Taking a step back, Micjo was decided in 2012 and it discussed the correct taxable base for other tobacco products (“OTP”) tax in Florida. The case ruled that the OTP tax should only apply to the charges for the tobacco itself and does not apply to federal excise tax charges or shipping for a distributor to obtain the tobacco. Put another way if an invoice has charges for $100 for tobacco, $50 for federal excise tax, and $25 for shipping, then the tax should only apply to the $100, rather than the $150, or $175. Being that the tax rate is 85%, this distinction resulted in large tax refunds if the distributor was paying tax on the full invoice amount.

In Oregon, Global Distributor & Wholesales, Inc. v. Oregon Dep’t of Revenue was brought to my attention. In this case, Global, a distributor, purchased hookah tobacco to which Oregon tobacco tax applied. Global received the tobacco in foil bags and then inserted it into tin canisters, applied a label to it, and sold the product to smoke shops and hookah lounges throughout Oregon. Apparently Global claimed that it bought the tobacco itself for about $3.00 and the packaging and labeling supplies ran the taxpayer about $5.50 in cost. It would then sell the final product to customers for $14-$15, who would then sell it to customers for about $20.

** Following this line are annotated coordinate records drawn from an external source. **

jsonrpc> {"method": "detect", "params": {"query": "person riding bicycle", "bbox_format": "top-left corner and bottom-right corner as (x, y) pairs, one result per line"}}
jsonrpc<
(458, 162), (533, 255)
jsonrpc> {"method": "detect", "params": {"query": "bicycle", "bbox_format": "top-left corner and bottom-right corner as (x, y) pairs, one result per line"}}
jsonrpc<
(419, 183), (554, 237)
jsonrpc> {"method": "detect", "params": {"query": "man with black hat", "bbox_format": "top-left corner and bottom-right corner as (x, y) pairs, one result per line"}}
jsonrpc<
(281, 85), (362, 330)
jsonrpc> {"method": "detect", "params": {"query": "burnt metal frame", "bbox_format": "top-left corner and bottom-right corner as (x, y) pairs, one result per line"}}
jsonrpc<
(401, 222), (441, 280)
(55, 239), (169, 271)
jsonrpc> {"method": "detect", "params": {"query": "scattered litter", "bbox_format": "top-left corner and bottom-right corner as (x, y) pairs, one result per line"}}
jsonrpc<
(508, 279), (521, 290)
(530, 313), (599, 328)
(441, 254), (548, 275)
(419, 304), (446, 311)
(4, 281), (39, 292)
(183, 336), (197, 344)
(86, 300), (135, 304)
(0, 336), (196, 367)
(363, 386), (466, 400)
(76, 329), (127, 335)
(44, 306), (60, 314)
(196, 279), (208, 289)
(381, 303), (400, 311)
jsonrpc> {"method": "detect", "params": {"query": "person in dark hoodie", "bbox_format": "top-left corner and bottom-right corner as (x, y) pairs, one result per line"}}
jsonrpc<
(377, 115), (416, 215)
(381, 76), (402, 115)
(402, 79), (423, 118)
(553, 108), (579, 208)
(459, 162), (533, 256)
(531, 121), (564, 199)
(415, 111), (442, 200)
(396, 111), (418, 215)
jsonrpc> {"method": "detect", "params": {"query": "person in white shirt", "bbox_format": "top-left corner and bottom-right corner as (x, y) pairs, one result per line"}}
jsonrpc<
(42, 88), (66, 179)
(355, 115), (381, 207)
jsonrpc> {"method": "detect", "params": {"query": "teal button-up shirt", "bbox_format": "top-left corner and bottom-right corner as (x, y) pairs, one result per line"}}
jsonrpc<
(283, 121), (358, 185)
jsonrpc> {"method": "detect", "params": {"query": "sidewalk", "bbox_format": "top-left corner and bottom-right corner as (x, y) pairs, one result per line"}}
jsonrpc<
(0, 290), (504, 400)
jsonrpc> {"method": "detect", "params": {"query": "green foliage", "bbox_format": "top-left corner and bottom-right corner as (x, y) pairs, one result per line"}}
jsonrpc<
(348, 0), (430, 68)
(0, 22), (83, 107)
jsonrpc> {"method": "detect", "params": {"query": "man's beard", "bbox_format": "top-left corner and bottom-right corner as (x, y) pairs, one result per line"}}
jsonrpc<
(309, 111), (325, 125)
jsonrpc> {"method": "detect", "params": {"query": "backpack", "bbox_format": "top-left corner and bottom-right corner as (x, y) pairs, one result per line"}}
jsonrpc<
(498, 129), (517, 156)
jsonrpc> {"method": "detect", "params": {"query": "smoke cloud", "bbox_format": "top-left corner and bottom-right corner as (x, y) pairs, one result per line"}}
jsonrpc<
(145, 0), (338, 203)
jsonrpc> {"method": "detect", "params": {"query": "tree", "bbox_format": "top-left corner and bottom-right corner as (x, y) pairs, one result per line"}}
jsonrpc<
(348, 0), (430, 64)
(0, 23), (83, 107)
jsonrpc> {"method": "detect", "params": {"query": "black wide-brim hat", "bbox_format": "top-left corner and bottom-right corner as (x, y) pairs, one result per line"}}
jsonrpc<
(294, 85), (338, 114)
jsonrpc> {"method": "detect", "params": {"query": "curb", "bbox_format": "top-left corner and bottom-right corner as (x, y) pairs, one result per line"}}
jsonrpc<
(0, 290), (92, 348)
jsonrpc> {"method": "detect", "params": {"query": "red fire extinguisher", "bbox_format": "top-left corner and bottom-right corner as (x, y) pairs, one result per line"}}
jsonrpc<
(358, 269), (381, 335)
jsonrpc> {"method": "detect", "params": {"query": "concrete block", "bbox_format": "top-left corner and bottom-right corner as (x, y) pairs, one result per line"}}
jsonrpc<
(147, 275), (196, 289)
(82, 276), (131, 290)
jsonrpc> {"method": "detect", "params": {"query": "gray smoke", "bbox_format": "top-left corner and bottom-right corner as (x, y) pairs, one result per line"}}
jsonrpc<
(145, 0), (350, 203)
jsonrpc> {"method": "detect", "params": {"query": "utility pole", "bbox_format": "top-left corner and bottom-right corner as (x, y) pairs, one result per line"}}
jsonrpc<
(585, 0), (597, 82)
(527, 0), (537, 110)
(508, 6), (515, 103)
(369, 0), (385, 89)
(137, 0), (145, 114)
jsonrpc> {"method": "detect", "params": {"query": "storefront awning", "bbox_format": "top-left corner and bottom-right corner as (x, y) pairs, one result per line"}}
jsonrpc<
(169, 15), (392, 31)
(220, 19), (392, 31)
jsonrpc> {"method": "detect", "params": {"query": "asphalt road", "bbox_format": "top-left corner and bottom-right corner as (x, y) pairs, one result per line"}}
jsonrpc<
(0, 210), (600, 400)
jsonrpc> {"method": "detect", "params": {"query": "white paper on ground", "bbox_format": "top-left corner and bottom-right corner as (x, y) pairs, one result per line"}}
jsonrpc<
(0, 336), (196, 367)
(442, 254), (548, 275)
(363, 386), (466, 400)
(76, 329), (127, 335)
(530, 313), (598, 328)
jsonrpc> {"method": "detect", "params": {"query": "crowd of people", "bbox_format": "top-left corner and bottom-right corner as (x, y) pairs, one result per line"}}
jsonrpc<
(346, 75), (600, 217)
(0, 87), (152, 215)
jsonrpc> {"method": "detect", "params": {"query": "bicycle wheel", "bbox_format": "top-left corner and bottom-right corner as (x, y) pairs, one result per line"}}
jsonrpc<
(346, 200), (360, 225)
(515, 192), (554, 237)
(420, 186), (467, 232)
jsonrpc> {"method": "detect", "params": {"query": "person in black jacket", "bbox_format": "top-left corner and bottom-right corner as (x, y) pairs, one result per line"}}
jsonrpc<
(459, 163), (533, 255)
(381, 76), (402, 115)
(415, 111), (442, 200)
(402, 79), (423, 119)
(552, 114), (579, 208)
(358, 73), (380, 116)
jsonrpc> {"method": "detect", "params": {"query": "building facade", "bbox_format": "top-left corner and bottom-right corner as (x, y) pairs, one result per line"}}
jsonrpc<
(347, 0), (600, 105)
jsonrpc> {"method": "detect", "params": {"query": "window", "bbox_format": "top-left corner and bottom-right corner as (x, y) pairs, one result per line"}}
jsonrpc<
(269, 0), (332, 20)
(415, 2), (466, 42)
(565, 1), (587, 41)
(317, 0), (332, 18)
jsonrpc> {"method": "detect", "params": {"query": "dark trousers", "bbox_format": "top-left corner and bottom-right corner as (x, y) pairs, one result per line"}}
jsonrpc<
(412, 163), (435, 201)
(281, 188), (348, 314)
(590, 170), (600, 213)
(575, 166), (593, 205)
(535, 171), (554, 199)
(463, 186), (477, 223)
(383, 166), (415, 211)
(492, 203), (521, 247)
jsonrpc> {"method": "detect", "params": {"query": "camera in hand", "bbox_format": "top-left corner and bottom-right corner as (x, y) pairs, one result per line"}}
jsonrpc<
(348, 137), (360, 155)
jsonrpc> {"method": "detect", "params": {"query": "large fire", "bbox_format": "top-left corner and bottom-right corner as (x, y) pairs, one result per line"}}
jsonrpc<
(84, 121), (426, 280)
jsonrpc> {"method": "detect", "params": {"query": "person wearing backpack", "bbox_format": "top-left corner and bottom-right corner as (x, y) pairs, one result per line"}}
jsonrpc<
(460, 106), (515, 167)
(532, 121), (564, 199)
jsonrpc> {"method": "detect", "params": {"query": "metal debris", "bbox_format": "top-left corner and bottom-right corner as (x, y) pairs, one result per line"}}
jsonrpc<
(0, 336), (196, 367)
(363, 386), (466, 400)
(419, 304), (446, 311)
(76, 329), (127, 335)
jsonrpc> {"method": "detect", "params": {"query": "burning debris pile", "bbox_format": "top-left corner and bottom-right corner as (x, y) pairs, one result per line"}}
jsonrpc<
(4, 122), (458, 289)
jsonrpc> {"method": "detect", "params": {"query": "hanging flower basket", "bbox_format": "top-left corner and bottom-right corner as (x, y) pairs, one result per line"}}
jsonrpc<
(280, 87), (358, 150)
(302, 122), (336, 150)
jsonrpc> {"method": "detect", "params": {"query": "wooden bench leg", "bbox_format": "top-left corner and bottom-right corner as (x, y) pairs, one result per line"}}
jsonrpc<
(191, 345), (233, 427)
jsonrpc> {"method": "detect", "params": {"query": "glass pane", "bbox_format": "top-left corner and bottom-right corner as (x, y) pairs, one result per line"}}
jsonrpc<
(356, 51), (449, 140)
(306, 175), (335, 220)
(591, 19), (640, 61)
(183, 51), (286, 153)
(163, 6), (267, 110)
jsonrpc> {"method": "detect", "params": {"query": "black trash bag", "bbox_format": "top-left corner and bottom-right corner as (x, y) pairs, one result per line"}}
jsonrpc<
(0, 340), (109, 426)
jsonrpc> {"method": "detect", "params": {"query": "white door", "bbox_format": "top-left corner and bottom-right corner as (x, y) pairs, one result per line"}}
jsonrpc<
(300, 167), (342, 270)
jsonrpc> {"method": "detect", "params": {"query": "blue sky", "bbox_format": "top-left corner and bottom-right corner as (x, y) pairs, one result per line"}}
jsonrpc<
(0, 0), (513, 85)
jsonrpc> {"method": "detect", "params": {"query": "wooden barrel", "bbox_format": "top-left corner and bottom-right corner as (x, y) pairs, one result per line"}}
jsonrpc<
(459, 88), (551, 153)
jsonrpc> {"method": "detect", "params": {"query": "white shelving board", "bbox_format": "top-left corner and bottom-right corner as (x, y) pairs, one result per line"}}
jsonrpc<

In addition, Global also entered into an exclusivity agreement with its suppliers. Under the exclusivity agreement, in exchange for a fee, Global was the only distributor that sold a particular product in Oregon. Although the agreement was oral, Global testified that it purchased the exclusivity agreement for a flat fee of $3,000. In addition, it was also charged a fee based on the number of units that totaled about $3,800 for the period at issue.

With those facts in mind, Global took the position that Oregon’s tobacco tax applied only to the cost of the tobacco itself and not to the exclusivity or packaging charges. Of course, as state agencies tend to do, Oregon’s taxing agency believed that its tax applied to the total invoice which included the charges for packaging as well as the exclusivity fees.